The asdl_field modifier encoding

ASDL fields carry an optional sequence (*) or optional (?) modifier. The C struct encodes this with an int seq and int opt flag rather than an enum, keeping the struct trivially constructable from the parser.

// CPython: Parser/asdl.c:72 asdl_field
typedef struct {
asdl_identifier name;
asdl_identifier type;
int seq; /* 1 if field is a sequence (*) */
int opt; /* 1 if field is optional (?) */
} asdl_field;

asdl_constructor and asdl_type

Every ASDL sum type (such as expr) has one or more constructors (such as BinOp, Name).
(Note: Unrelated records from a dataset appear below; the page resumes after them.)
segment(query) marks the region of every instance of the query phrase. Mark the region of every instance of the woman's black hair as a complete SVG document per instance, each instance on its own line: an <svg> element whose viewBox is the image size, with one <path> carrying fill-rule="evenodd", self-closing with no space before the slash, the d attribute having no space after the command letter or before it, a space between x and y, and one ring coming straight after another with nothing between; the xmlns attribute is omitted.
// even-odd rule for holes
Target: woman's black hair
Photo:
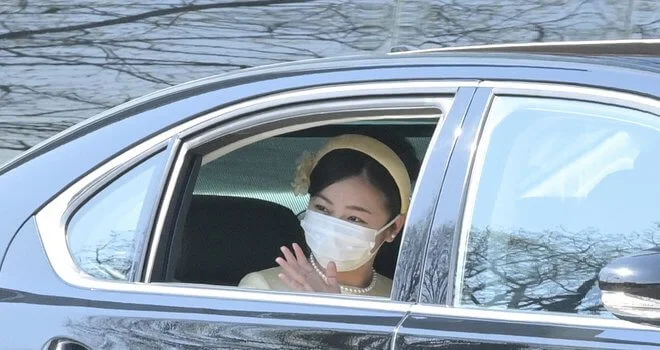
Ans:
<svg viewBox="0 0 660 350"><path fill-rule="evenodd" d="M406 166L411 184L415 183L420 161L413 146L398 135L363 134L382 142L396 153ZM352 149L336 149L323 156L310 175L310 196L326 187L353 176L364 176L369 183L385 195L390 220L401 213L401 195L392 175L370 156Z"/></svg>

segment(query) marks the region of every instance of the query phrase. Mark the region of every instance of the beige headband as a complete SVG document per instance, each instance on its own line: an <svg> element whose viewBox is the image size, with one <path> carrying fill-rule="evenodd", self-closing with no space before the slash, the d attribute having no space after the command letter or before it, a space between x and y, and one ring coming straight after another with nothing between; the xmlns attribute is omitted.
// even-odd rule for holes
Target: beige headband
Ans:
<svg viewBox="0 0 660 350"><path fill-rule="evenodd" d="M347 134L333 137L318 152L314 154L304 153L298 161L296 177L291 184L293 186L293 192L296 195L307 194L307 191L309 191L309 177L312 174L312 170L314 170L314 167L323 156L336 149L352 149L362 152L387 169L399 188L401 214L408 212L412 185L406 166L391 148L374 138L363 135Z"/></svg>

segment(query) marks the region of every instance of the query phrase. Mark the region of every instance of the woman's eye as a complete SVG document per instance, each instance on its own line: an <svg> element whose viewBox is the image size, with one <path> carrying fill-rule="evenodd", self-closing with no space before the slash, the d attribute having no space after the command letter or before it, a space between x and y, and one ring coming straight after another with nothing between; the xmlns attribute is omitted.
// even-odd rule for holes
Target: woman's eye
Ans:
<svg viewBox="0 0 660 350"><path fill-rule="evenodd" d="M321 204L315 204L314 209L316 209L317 211L320 211L321 213L328 213L328 208L326 208L325 206L323 206Z"/></svg>
<svg viewBox="0 0 660 350"><path fill-rule="evenodd" d="M361 224L361 225L366 224L366 222L364 220L360 219L357 216L349 216L348 218L346 218L346 220L357 223L357 224Z"/></svg>

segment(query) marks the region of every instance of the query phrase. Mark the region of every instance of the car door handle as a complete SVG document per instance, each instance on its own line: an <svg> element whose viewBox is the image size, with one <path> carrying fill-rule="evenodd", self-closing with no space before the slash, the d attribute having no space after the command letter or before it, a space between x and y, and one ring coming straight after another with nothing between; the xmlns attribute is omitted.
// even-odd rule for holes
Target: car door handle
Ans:
<svg viewBox="0 0 660 350"><path fill-rule="evenodd" d="M55 338L44 346L44 350L90 350L90 348L72 339Z"/></svg>

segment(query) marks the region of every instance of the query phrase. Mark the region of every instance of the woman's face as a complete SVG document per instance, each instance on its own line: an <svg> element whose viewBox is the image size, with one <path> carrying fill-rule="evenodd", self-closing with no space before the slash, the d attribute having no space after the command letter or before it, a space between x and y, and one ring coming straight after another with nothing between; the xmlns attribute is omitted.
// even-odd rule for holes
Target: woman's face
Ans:
<svg viewBox="0 0 660 350"><path fill-rule="evenodd" d="M378 230L391 218L386 203L385 195L366 178L353 176L317 193L310 199L308 209ZM377 246L383 239L392 241L392 231L396 233L401 227L398 221L376 237Z"/></svg>

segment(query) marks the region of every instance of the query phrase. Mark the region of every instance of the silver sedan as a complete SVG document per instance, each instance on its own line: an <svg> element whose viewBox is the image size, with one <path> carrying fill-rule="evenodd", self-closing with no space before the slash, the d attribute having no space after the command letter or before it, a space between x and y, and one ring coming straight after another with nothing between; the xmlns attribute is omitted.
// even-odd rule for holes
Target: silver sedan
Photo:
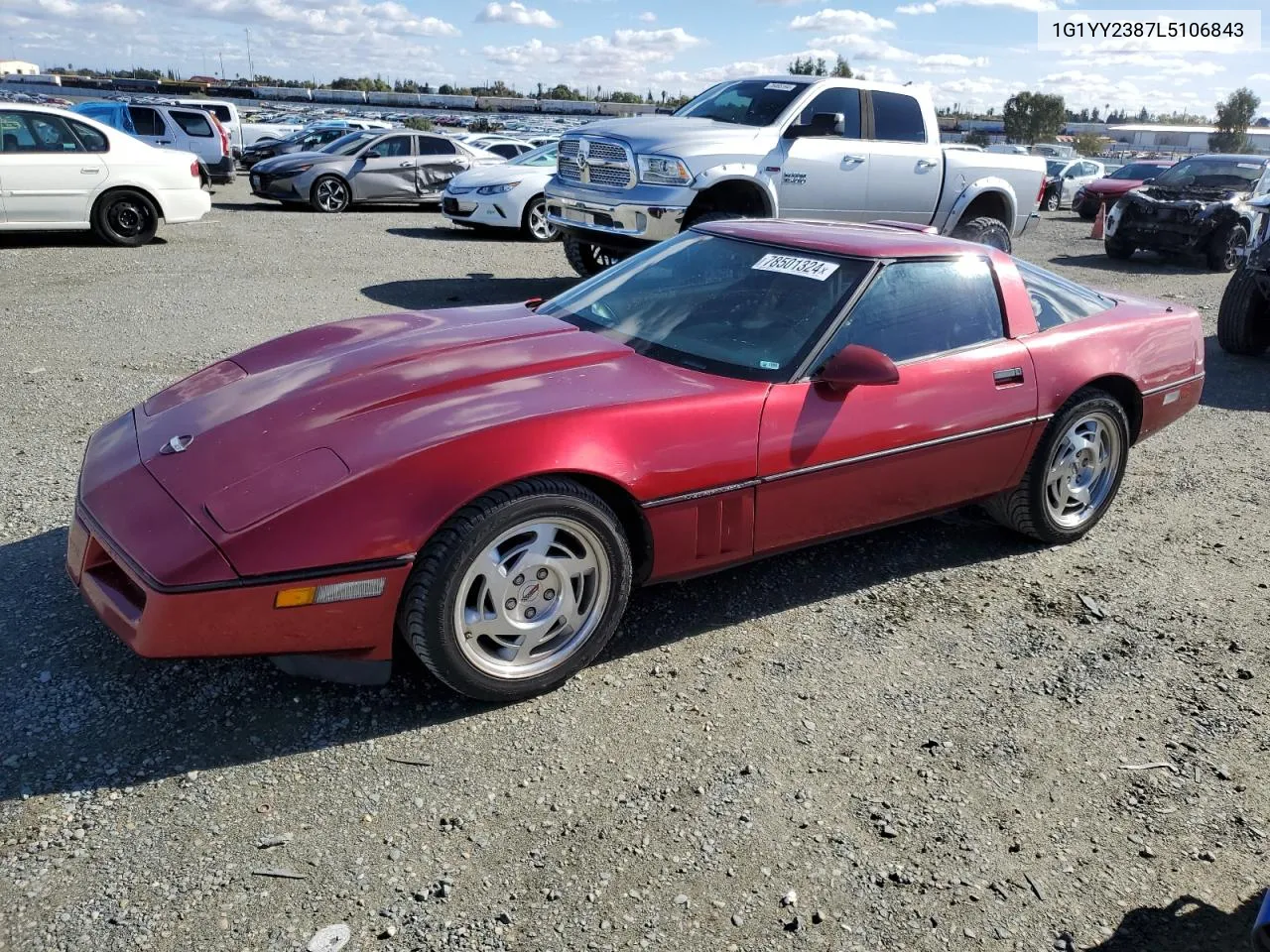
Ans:
<svg viewBox="0 0 1270 952"><path fill-rule="evenodd" d="M439 202L446 183L479 165L503 161L446 136L367 129L318 152L293 152L251 166L251 192L278 202L343 212L358 202Z"/></svg>

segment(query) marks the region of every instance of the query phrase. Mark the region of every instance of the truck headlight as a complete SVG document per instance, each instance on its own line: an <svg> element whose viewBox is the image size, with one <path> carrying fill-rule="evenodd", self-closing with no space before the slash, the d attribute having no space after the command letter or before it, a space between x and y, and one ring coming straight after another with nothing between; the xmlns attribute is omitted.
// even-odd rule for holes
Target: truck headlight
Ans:
<svg viewBox="0 0 1270 952"><path fill-rule="evenodd" d="M519 185L519 182L504 182L502 185L481 185L476 189L478 195L505 195L513 188Z"/></svg>
<svg viewBox="0 0 1270 952"><path fill-rule="evenodd" d="M673 155L641 155L639 159L639 180L653 185L687 185L692 174L682 159Z"/></svg>

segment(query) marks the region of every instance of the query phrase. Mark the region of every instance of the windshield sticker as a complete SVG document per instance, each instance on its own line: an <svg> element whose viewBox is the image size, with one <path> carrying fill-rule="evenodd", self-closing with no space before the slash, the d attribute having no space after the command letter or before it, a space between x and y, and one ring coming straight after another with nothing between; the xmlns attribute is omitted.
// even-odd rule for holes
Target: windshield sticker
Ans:
<svg viewBox="0 0 1270 952"><path fill-rule="evenodd" d="M803 278L824 281L838 265L833 261L818 261L814 258L795 258L794 255L763 255L754 261L751 270L776 272L777 274L798 274Z"/></svg>

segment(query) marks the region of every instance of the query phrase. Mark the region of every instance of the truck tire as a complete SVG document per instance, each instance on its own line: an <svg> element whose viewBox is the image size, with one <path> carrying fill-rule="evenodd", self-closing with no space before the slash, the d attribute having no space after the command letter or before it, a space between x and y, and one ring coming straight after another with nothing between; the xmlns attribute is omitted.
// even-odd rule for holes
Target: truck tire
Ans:
<svg viewBox="0 0 1270 952"><path fill-rule="evenodd" d="M1231 222L1223 225L1213 232L1208 240L1208 249L1204 254L1208 258L1208 267L1214 272L1233 272L1240 267L1240 249L1248 240L1248 230L1243 222Z"/></svg>
<svg viewBox="0 0 1270 952"><path fill-rule="evenodd" d="M1226 286L1217 312L1217 343L1228 354L1256 357L1270 347L1270 298L1250 268L1241 268Z"/></svg>
<svg viewBox="0 0 1270 952"><path fill-rule="evenodd" d="M1005 222L989 216L960 222L952 228L952 237L961 239L963 241L974 241L977 245L996 248L998 251L1005 251L1006 254L1010 254L1013 248L1010 240L1010 228L1006 227Z"/></svg>
<svg viewBox="0 0 1270 952"><path fill-rule="evenodd" d="M569 264L584 278L593 278L606 268L611 268L621 260L611 251L606 251L599 245L583 241L577 235L564 236L564 256Z"/></svg>

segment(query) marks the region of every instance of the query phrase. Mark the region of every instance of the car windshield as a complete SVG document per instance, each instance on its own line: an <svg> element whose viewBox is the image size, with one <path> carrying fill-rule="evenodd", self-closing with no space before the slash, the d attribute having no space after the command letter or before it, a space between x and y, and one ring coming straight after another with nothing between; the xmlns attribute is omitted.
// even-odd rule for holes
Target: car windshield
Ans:
<svg viewBox="0 0 1270 952"><path fill-rule="evenodd" d="M687 231L538 308L678 367L787 381L874 267Z"/></svg>
<svg viewBox="0 0 1270 952"><path fill-rule="evenodd" d="M533 165L533 166L546 166L551 168L556 164L556 143L549 142L545 146L538 146L530 152L522 152L516 156L508 165Z"/></svg>
<svg viewBox="0 0 1270 952"><path fill-rule="evenodd" d="M378 138L381 135L381 132L349 132L347 136L340 136L334 142L328 142L319 151L326 152L328 155L352 155L372 138Z"/></svg>
<svg viewBox="0 0 1270 952"><path fill-rule="evenodd" d="M1130 162L1129 165L1121 165L1114 173L1107 175L1109 179L1135 179L1142 182L1144 179L1153 179L1163 169L1158 165L1152 165L1151 162Z"/></svg>
<svg viewBox="0 0 1270 952"><path fill-rule="evenodd" d="M740 80L707 89L674 114L735 126L771 126L804 89L803 83Z"/></svg>
<svg viewBox="0 0 1270 952"><path fill-rule="evenodd" d="M1233 188L1251 192L1265 162L1248 156L1243 159L1184 159L1156 176L1154 185L1172 188Z"/></svg>

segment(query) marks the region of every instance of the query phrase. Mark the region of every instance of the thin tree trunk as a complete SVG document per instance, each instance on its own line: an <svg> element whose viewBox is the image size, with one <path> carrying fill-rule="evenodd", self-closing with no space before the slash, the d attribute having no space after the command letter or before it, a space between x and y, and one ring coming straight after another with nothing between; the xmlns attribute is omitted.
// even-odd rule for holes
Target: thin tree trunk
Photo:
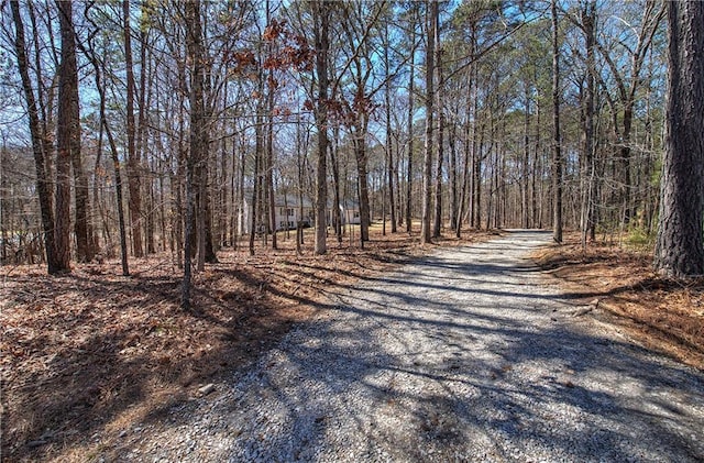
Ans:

Product types have a single implicit constructor. Both are represented by asdl_constructor with a list of asdl_field nodes.

// CPython: Parser/asdl.c:85 asdl_constructor
typedef struct {
asdl_identifier name;
asdl_seq *fields; /* asdl_field* elements */
} asdl_constructor;

typedef struct {
asdl_identifier name;
enum { PRODUCT, SUM } kind;
union {
asdl_constructor *product;
asdl_seq *types; /* asdl_constructor* for sum */
} v;
asdl_seq *attributes;
} asdl_type;

asdl_parse — entry point

asdl_parse opens the .asdl file, drives the tokenizer, and builds the module tree. The recursive-descent rules follow the ASDL grammar directly: module -> "module" id "{" type* "}".

// CPython: Parser/asdl.c:210 asdl_parse
asdl_module *
asdl_parse(const char *filename, asdl_arena *arena)
{
struct tokenizer tok;
asdl_module *module;

if (asdl_tok_init(&tok, filename) < 0)
return NULL;
module = asdl_parse_module(&tok, arena);
asdl_tok_fini(&tok);
return module; /* NULL on parse error */
}

Arena teardown

All allocations go through asdl_arena; asdl_free releases the whole module in one shot. This is safe because ASDL objects have no destructors and no circular references.

// CPython: Parser/asdl.c:270 asdl_free
void
asdl_free(asdl_arena *arena)
{
_PyArena_Free(arena);
}

gopy notes

gopy does not run the ASDL parser at runtime. The AST node types that Parser/asdl.c describes are instead defined statically in the compile/ package as Go structs generated once from Parser/Python.asdl. The correspondence is:

  • asdl_type with kind == SUM maps to a Go interface (for example expr).
  • Each asdl_constructor maps to a concrete Go struct implementing that interface (for example BinOpExpr).
  • asdl_field modifiers seq and opt map to slice and pointer fields respectively.

No gopy code imports or calls anything from Parser/asdl.c; it is purely a reference for understanding the AST shape.

CPython 3.14 changes

In CPython 3.14 the ASDL generator moved from Tools/asdl_c.py to the Tools/peg_generator/pegen/ package, but Parser/asdl.c itself changed very little. The main addition is support for attributes on product types, which earlier versions only allowed on sum types. The asdl_type.attributes field now exists for both PRODUCT and SUM kinds.